Improved Health And Safety Through Workplace Literacy Training
Most businesses face the issues of losing cost time due to injuries at work and the cost of not complying with health and safety regulations.
Recent analysis of the effects of Workplace Literacy training shows that health and safety can be dramatically improved through incorporating literacy training into workplace practices. Following a literacy training programme at Fletcher Aluminum and Selecon, carried out by Workbase, time lost through injury improved by 69% and 41% respectively.
The employee’s communication skills to fully understand and implement their health and safety systems are found to have gaps in both businesses.
Fletcher Aluminium is a business unit of the Fletcher Building Group. Its site includes a 2000 metric tonne press where aluminium is extruded at 500 º C and two surface finishing plants where corrosive chemicals are used. Fletcher Aluminium’s HR Manager reported “Lost time due to injuries has reduced to zero. We haven’t had a lost time injury in over three years. There is a greater awareness of company values and an understanding of safety after three years of the start of the literacy program.

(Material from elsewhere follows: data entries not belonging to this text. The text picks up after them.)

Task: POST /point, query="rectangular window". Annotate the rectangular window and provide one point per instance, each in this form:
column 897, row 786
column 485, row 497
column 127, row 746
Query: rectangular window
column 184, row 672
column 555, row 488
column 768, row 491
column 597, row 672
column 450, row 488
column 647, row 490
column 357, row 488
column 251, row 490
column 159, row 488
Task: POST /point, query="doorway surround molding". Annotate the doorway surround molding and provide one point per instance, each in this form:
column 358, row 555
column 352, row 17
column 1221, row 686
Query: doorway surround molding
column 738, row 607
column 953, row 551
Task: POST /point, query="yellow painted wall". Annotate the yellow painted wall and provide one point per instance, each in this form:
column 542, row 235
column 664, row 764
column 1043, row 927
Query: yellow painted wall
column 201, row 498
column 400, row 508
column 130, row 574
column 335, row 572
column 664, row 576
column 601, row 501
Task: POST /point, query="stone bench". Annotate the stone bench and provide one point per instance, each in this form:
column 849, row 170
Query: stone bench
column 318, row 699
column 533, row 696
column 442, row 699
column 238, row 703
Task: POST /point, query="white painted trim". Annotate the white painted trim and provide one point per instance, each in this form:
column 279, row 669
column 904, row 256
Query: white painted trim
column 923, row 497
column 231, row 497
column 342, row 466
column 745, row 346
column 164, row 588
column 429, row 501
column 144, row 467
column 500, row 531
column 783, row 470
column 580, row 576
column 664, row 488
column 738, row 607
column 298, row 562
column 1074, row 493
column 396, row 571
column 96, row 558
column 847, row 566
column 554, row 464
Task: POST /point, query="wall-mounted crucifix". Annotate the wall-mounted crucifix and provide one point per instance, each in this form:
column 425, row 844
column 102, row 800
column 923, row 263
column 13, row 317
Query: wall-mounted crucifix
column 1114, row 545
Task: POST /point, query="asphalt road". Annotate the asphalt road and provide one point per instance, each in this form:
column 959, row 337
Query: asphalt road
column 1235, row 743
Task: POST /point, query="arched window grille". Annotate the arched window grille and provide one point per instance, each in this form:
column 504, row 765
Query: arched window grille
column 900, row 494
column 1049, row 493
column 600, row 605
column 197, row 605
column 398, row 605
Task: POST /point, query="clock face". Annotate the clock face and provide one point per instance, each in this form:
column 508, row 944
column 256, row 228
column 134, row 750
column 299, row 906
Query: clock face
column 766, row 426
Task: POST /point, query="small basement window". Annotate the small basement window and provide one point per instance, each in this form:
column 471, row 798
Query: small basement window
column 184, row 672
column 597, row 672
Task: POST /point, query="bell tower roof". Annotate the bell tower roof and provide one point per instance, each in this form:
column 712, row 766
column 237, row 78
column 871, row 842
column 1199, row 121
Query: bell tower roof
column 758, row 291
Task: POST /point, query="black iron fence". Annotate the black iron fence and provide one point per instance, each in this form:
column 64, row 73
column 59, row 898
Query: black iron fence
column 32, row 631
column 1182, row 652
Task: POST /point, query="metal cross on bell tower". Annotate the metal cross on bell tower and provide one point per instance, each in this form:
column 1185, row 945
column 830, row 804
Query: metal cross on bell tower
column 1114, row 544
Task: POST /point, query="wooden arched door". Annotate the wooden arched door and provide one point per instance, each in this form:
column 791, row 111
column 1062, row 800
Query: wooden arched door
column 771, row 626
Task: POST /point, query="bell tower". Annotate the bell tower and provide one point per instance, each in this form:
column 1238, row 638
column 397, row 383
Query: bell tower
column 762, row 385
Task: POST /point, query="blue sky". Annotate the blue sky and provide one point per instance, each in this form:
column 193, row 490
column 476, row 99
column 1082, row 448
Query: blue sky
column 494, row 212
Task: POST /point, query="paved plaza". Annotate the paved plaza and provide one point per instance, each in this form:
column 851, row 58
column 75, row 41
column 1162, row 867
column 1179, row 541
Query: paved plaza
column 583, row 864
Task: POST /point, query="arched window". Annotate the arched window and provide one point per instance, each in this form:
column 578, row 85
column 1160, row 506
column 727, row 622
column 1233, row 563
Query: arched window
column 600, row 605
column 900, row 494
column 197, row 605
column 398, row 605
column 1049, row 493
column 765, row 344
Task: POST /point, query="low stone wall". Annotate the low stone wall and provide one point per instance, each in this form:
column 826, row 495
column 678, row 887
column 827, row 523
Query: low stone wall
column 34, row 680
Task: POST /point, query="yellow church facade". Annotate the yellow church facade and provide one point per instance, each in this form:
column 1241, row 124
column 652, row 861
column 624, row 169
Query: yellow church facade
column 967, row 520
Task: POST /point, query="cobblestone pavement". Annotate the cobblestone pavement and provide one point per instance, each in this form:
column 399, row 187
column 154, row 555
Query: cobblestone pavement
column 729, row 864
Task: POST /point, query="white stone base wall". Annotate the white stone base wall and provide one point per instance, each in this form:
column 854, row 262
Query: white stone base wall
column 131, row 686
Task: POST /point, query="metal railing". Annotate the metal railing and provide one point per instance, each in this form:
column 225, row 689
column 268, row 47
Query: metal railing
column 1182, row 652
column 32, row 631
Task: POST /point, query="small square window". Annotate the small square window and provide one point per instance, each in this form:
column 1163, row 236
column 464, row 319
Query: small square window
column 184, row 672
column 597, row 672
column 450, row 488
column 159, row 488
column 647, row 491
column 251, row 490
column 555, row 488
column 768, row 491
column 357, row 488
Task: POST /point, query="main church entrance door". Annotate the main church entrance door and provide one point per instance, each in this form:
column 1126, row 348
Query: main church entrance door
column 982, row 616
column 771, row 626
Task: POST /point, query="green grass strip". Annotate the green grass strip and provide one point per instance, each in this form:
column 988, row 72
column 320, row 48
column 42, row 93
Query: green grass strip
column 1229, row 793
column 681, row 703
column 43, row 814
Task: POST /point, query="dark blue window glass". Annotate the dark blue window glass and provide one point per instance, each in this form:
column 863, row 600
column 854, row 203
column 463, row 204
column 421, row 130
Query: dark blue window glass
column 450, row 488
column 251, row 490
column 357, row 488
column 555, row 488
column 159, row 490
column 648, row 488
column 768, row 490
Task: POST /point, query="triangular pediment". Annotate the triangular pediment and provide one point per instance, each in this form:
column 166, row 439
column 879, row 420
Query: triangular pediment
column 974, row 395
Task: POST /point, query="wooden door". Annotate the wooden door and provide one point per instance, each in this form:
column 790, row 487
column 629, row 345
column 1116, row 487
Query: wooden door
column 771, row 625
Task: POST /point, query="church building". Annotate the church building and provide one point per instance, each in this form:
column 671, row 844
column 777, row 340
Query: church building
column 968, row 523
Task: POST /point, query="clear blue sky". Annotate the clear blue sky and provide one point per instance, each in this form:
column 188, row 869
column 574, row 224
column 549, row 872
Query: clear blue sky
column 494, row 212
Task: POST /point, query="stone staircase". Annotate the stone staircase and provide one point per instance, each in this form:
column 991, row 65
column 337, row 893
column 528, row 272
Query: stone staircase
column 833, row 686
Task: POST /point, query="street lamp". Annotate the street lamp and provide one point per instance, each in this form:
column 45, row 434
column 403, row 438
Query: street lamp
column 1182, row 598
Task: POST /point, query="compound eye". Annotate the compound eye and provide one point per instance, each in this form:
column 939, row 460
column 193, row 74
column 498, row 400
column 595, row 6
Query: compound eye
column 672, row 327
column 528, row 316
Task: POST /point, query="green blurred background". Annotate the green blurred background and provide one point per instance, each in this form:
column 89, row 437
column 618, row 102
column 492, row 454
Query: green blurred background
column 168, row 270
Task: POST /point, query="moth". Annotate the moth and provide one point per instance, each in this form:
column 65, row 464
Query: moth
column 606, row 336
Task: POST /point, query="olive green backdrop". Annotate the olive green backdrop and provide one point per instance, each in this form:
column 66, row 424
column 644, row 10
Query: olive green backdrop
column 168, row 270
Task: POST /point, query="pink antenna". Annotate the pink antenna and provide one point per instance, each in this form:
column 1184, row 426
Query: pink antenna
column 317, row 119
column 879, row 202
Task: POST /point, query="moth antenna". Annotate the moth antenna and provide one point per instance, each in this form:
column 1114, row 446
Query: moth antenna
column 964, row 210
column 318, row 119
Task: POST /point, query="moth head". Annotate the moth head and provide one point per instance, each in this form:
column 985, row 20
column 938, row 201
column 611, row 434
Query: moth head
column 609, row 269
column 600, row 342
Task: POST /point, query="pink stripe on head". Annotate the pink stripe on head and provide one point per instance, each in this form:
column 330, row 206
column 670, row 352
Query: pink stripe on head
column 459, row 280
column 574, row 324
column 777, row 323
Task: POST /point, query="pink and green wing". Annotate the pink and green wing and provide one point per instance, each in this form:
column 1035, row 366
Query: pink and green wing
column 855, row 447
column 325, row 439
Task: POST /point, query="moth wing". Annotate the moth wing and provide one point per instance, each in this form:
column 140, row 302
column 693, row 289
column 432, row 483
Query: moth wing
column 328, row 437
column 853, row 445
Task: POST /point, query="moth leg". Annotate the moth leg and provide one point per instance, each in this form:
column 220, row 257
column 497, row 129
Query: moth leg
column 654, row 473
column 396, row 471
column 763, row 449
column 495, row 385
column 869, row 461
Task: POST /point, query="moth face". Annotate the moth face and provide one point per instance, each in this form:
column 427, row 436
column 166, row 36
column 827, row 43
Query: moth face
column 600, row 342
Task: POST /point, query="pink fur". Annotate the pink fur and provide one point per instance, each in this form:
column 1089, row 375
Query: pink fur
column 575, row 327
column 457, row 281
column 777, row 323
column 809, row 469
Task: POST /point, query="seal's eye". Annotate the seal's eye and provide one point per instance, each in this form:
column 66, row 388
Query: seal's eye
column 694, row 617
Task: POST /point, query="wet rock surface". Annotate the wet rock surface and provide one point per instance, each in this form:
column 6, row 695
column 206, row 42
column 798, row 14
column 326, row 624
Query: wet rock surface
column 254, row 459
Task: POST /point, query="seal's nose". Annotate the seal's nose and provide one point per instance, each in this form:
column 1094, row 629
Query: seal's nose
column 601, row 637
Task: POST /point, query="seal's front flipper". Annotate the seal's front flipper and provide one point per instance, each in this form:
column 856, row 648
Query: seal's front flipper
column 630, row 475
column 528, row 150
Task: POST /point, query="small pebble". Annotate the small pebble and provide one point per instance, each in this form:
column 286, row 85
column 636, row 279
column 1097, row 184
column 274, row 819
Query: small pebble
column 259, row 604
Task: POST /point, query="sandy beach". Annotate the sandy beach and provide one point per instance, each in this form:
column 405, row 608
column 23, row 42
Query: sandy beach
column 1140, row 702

Selecon is a manufacturer of lighting equipment chiefly for the entertainment industry and is now part of Philips Lighting Entertainment division. Selecon lately embarked on a lean manufacturing programme. Health and safety are an integral part of the programme.
The literacy training programme of Selecon has been running for just over a year. Selecon’s Production Manager says, “The literacy programme is tailored to the actual day-to-day requirements that are expected from the participants. This means that we are able to see the gains made directly through the support that the programme offers. Our lost time due to injury has dropped by 41% and absenteeism by 28%.”
The reason why employees do not identify with either the need to keep safe or how to keep themselves safe is because they have low literacy skills. They may be able to read their morning paper, but they can’t read a health and safety manual.
Workbase analysed what literacy skills were needed in each of the businesses in these workplace literacy programmes and then the training was based on the literacy, numeracy and language skills of the employees involved.
It was evident in the needs analyses that that many staff did not understand the terminology around health and safety procedures, how to recognize hazards or to illustrate what to do.